Sermon Lent 3A: “Truth or Lies?”

Are you as interested in this spy satellite as I am.  Wednesday, the Navy launched an antibalistic missal at this dead spy satellite that was falling to the earth, scoring a direct hit—so they say..  Their aim was to vent off some of the rocket fuel that was in the satellite.  They were afraid that the rocket fuel would land in a populated area if the satellite had been allowed to fall into the planet and possibly hurt some human life.  But that explanation has caused a lot of people to be skeptical.  Lots of people wonder what the Navy was really after here.  There have been conspiracy theories like you wouldn’t believe.  People wonder if the navy just wanted to test the antiballistic capabilities of the missile program just to show that we can shoot things in the sky.  They wonder whether there is some sort of secret technology onboard the satellite that they wanted to keep out of the hands of someone who finds it when it falls into the planet.  People don’t know.  Truth or lies?  Churchill once said, a lie gets halfway around the world before the truth has a chance to get its pants on.

 

Today’s Gospel is about truth and lies.  The Gospel says there is a rumor going around that Jesus is baptizing more disciples than John the Baptist, but this is only a lie. John explains that Jesus didn’t baptize anyone.  Jesus tells the woman from Samaria that he has life giving water, and those who drink this water will not thirst again.  Now that’s a truth, but honestly the Samaritan woman can’t wrap her mind around it.  To her, this man is one bucket short of a cool sip.

 

Truth or lies?  “I have no husband,” the Samaritan woman admits, and with that first step toward the truth, the truth has her and won’t let go.  Jesus tells her the rest of the truth about herself.   The truth when it is about us, it is not always comfortable and so much reality is too much for her.  So she changes the subject to something more abstract, to religion, trying to draw Jesus back into an argument about Jews versus Samaritans.  You can hardly blame her.  If he knows all about all her husbands, She wants to back up, back off, hide somewhere.  But notice John tells us that it is noon day.  You can’t hide from the sun at noon.  And you can’t hide from the truth when you are with Jesus.     She tries a different tactic; she runs a little interference so that the man with X-ray vision won’t see too much. She needs a little time to step back from him and cover herself up again.

 

Truth or lies?  She steps back, but he steps towards her.  Hide and seek.  When she steps out of the light, he steps into it.  He will not let her retreat or hide.  If she is determined to hide the truth, then he will show her more of himself.  “I know that the Messiah is coming,” she says and he replies, “I am he.”

 

This is a moment of truth, This is noon when the light is its brightest.   This is the first time Jesus has told this truth, the truth that he is the Messiah to any woman or man, to any human being.  It is moment full of truth, full of grace in which the sinful woman stands face to face with the Messiah of God and although her life is a tissue of lies, truth accepts her.  She is like one of us.

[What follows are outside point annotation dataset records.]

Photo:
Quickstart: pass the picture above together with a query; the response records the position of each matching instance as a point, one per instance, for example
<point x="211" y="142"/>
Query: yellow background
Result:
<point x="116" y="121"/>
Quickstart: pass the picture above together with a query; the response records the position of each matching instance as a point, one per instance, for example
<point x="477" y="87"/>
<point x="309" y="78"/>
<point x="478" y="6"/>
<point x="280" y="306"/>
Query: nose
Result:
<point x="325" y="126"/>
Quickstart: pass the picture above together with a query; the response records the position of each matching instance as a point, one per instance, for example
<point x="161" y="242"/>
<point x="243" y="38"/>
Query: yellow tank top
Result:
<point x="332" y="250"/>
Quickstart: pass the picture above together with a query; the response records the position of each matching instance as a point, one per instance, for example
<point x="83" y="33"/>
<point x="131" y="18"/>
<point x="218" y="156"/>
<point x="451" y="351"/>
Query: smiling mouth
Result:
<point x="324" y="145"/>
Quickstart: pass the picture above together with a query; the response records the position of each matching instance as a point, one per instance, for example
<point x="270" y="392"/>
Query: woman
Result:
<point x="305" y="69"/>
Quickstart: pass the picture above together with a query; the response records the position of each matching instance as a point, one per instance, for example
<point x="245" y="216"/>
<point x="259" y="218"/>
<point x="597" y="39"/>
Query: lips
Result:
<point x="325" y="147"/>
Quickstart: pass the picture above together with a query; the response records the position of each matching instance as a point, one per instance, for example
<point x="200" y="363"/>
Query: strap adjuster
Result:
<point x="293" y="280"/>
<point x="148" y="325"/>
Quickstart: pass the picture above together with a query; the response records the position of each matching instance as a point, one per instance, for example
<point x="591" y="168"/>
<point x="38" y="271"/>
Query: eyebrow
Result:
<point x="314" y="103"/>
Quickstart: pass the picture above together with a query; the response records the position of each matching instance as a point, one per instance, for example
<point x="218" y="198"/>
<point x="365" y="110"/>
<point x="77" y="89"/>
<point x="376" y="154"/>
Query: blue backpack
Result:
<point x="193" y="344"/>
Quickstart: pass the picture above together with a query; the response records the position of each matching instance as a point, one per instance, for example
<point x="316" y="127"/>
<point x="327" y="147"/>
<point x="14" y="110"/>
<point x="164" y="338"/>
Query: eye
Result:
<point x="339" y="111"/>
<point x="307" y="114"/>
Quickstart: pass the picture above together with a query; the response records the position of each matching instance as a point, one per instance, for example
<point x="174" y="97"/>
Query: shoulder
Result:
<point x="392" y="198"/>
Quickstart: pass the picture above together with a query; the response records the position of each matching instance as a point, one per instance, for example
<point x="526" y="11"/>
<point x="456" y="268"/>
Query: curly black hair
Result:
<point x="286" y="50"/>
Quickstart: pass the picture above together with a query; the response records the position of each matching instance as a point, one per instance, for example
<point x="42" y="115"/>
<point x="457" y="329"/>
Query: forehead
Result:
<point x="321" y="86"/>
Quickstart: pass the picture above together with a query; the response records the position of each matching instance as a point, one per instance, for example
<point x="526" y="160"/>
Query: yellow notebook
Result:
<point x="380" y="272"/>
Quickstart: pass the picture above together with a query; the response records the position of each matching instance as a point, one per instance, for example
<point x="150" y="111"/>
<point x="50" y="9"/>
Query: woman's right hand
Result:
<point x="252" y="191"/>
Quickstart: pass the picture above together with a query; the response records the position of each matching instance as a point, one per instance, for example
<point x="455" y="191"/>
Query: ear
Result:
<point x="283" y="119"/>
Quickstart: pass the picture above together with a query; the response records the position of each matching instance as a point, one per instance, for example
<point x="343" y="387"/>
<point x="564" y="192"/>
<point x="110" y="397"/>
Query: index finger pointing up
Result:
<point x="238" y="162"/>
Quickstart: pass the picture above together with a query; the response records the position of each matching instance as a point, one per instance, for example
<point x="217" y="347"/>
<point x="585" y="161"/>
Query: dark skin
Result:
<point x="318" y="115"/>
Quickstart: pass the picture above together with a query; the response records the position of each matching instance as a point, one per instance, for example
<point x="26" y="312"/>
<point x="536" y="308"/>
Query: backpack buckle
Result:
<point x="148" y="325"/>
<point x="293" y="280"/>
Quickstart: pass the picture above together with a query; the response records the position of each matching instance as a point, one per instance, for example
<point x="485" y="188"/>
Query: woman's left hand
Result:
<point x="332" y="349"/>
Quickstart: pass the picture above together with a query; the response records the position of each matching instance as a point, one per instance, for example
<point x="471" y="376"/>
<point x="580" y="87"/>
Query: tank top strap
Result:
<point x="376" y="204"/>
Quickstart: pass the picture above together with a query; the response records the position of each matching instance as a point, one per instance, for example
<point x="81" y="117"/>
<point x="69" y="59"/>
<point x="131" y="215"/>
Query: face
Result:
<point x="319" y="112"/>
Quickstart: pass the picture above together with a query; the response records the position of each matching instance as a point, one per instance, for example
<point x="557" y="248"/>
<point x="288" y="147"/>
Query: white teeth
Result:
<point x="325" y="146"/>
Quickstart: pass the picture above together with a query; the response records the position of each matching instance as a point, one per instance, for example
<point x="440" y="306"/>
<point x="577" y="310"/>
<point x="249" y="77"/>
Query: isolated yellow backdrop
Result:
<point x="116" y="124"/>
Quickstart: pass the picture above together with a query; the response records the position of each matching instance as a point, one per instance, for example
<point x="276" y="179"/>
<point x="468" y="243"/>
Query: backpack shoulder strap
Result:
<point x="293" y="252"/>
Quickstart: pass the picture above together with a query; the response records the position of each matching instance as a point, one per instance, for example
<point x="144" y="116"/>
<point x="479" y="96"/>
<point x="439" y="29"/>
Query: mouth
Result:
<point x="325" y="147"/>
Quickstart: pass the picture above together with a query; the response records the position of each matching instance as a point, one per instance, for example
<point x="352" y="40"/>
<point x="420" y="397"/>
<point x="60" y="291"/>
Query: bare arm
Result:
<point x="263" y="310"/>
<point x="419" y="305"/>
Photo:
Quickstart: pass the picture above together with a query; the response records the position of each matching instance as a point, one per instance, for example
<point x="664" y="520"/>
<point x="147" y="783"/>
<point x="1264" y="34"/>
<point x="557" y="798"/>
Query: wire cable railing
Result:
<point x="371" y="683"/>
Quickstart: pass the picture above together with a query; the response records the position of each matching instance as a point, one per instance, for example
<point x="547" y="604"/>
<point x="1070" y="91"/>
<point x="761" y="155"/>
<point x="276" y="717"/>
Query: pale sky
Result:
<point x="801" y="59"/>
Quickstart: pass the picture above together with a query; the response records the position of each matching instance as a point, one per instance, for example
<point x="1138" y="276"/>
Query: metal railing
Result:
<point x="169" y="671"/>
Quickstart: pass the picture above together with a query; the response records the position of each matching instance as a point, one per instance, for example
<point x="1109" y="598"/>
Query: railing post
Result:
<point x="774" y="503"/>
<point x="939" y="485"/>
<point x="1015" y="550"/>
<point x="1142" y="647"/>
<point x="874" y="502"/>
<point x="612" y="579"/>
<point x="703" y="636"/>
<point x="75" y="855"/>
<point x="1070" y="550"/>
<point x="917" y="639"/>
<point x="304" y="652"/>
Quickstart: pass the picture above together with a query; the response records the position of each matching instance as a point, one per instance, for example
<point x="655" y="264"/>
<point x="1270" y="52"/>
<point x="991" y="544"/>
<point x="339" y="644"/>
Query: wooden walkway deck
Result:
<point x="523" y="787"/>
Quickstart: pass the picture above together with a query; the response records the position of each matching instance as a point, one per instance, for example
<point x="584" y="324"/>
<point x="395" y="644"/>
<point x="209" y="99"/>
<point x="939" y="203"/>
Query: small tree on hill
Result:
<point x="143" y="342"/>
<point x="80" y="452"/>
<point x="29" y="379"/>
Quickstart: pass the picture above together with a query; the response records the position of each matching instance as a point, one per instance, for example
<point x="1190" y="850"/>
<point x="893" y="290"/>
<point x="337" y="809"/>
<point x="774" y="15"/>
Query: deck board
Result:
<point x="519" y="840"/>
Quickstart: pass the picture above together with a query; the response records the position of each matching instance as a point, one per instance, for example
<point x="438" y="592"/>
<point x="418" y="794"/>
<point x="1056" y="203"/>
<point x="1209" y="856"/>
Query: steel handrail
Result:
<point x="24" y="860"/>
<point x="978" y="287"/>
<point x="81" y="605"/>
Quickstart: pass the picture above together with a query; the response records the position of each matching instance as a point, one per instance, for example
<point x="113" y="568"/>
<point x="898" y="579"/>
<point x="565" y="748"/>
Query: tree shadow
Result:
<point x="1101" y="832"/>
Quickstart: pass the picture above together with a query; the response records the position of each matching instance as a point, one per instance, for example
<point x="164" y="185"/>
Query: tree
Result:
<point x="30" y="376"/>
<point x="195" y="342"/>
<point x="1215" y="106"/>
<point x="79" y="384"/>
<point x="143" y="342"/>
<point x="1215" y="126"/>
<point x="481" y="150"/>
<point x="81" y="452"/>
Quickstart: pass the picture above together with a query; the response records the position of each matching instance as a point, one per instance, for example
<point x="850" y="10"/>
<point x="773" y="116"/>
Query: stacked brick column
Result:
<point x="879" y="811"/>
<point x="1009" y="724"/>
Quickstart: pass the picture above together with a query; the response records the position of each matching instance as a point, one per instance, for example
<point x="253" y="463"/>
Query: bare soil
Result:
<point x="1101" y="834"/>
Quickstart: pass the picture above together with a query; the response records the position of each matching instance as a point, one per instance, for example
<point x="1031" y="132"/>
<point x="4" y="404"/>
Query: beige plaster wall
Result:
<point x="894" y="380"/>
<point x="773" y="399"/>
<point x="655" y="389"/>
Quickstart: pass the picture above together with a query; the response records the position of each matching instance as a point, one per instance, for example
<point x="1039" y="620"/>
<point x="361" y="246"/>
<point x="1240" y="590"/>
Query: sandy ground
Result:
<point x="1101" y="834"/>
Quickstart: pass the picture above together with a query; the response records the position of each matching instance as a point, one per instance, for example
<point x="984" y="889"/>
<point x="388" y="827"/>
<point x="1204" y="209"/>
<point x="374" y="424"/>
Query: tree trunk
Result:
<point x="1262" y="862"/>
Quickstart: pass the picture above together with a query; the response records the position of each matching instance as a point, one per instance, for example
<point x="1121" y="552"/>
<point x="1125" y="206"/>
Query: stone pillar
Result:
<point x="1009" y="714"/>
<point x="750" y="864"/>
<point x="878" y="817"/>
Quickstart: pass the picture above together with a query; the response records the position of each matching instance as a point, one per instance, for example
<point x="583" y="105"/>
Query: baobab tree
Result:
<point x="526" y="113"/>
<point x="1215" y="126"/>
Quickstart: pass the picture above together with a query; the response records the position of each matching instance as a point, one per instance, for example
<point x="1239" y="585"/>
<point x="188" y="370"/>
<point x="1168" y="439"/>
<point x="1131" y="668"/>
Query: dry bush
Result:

She can’t stand too much reality, too much scrutiny, too much light.  She is like us when we see ourselves in a mirror and we become conscious of the lines, the wrinkles: the good, the bad, the ugly, the all of it. But truth has got her, just as it has us.

 

Truth or lies.  Whether or not she chooses truth, Truth embraces her. Won’t let her go or hide.  The more she tries to hide, the more in her face Jesus gets.  I am the Messiah he tells her and he tells her this at noon when there no shadows to hide under.  In the end, she and all the people she brings to Jesus say, He is the savior of the world.  They worship the truth.

 

We worship Jesus as the Truth.  For such a long time, I have tried to worship the truth.   I have not yet found him yet…but I am seeking after Him.  I am prepared to sacrifice “things”, material possessions, ambitions, and satisfactions in pursuit of this quest.  Even if the sacrifice demanded my own life, I hope I will be prepared to give it.

 

At this Eucharist, will you seek the truth with me?  Will you bow your heads and say, Holy, Holy,  Holy.  Will you seek the Lord in the breaking of the bread?  Will you let go of your embarrassment, your fears? Fear is not in the habit of speaking the truth.  Will you let go of your fears? Will you come with freedom and not fear to find the truth in the breaking of the bread?  Truth has found us, and now it won’t let us go. Will you kneel with me and worship?  Worship the truth in the full light of day?